Cheever_ A Life - Blake Bailey [230]
When Susan announced—a year after Tuskegee—that she would spend the summer working for civil rights in Jackson, Mississippi, Cheever did not conceal his exasperation. “The children are home but Susie goes off to Mississippi next week to teach and be stoned,” he wrote Maxwell. “It will be miserable and dangerous.” He attributed her zeal to a “rampant” blood strain originating with such abolitionist forebears as his “great uncle Ebenezer” (Thomas Butler rather, who may or may not have been persecuted by copperheads in Newbury-port). In fact, his feelings on this point were even more tortured than usual. At night he lay awake sensing Susan was in danger, and wondering whether he should brave a trip south (“with my numerous phobias”) and charm the local peckerwoods while absconding with his daughter—who soon phoned, in any case, asking for $350 in emergency funds, which Cheever promptly wired from White Plains. Likewise, when Ben went off to Antioch College in 1967, and did a few de rigueur days in the Cincinnati jail because of his part in an antiwar protest, Cheever was “proud of him” and managed to persuade the Western Union office to stay open late while he raised nine hundred dollars in cash for bail. Later, he claimed to have refused an invitation to give a speech in Cincinnati (“I told them I would not make a potholder in the city that had arrested my eldest son”), but more often than not he found his children's posturing a bit much: “As for Ben he was reclassified i-A on Friday,” he wrote, shortly after the Cincinnati incident. “Susie was particularly incensed and wanted to send him to Stockholm on the next plane. … I went to the draft board on Monday where the reclassification was declared a clerical error. Ben goes his feckless way.”
The times were changing at such a rapid rate, though, that even Cheever's sixty-one-year-old brother was becoming part of the Scene. After two years of sobriety, Fred moved to Boulder, Colorado, in the fall of 1966 to be with his estranged wife and three of their children, who'd originally gone west to get away from him, but now found him delightful. Ann had scarcely known her father as a sober man, and was struck by how “knowledgeable and compassionate” he was: he liked to “rap” (his word) about the thriving counterculture in Boulder, and meanwhile he bought a motorcycle and dumped his wizened, chainsmoking wife for a thirty-five-year-old physicist named Sabine, for whose benefit he got monkey-gland injections.

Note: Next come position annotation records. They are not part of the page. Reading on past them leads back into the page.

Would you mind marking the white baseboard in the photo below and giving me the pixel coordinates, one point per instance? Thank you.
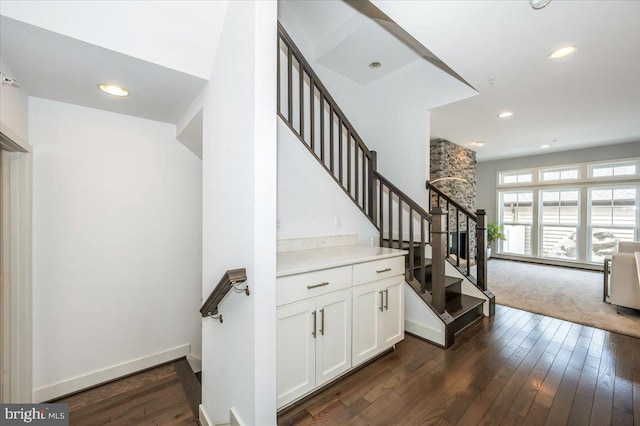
(423, 331)
(235, 418)
(75, 384)
(203, 417)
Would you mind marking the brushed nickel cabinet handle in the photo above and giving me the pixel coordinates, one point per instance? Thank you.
(386, 303)
(309, 287)
(313, 332)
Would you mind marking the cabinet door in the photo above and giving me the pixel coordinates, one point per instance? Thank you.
(393, 315)
(295, 351)
(367, 305)
(333, 343)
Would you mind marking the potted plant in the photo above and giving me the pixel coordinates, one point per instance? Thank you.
(495, 232)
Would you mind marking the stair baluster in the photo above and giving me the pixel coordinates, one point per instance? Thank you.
(439, 237)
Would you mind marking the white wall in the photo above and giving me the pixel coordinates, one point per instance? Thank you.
(239, 215)
(309, 199)
(116, 244)
(14, 107)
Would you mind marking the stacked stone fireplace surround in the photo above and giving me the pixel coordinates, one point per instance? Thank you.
(448, 159)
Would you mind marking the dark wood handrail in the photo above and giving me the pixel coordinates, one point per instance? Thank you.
(405, 198)
(312, 114)
(316, 80)
(225, 285)
(451, 201)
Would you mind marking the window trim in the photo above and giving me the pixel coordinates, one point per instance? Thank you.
(584, 174)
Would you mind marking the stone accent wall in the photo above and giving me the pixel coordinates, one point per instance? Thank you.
(451, 160)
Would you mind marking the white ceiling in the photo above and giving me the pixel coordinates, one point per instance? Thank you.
(52, 66)
(345, 37)
(179, 34)
(587, 99)
(367, 42)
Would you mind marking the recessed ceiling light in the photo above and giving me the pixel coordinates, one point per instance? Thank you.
(561, 53)
(539, 4)
(114, 90)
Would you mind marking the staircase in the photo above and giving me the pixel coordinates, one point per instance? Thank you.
(440, 274)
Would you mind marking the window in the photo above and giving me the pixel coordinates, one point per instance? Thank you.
(572, 213)
(547, 175)
(517, 217)
(516, 177)
(629, 169)
(560, 220)
(612, 218)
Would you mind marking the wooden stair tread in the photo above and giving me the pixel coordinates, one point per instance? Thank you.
(460, 304)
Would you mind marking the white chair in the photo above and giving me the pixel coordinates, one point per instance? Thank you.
(624, 284)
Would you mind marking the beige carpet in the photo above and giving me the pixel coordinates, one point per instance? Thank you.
(568, 294)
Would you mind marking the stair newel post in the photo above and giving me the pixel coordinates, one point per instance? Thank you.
(438, 244)
(481, 247)
(371, 185)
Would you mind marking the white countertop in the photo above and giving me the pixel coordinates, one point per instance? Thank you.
(300, 261)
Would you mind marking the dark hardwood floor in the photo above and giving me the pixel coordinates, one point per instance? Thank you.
(165, 395)
(515, 368)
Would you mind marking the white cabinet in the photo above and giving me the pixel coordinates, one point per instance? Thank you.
(295, 351)
(378, 317)
(314, 344)
(332, 319)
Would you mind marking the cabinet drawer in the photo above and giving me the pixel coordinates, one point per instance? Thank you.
(302, 286)
(380, 269)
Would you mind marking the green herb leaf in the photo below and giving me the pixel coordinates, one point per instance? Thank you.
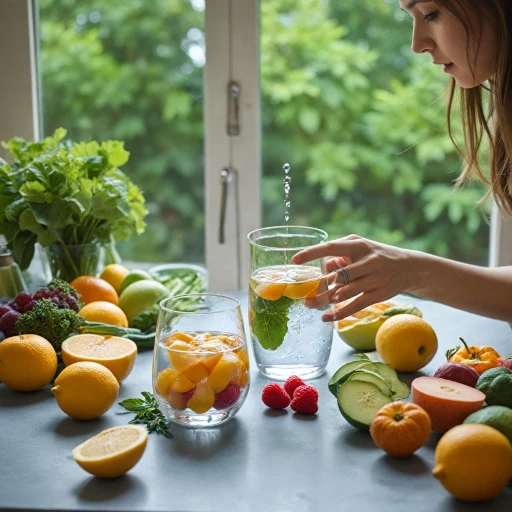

But the more things changed the more they stayed the same, at least in one respect: “Dear Joey,” Fred wrote, not long after his arrival in Boulder. “For no explainable reason except perhaps over-exertion in moving, my bad ankle has become a problem and for the past three weeks I haven't been able to walk on it.” He'd managed to keep his PR job at a local radio station, he said, but his salary had been halved until he could return to work, and therefore he wondered if John could “underwrite [his] next two months to the tune of $1,500 or $2,000,” which would allow him to feed himself and go on paying Ann's tuition.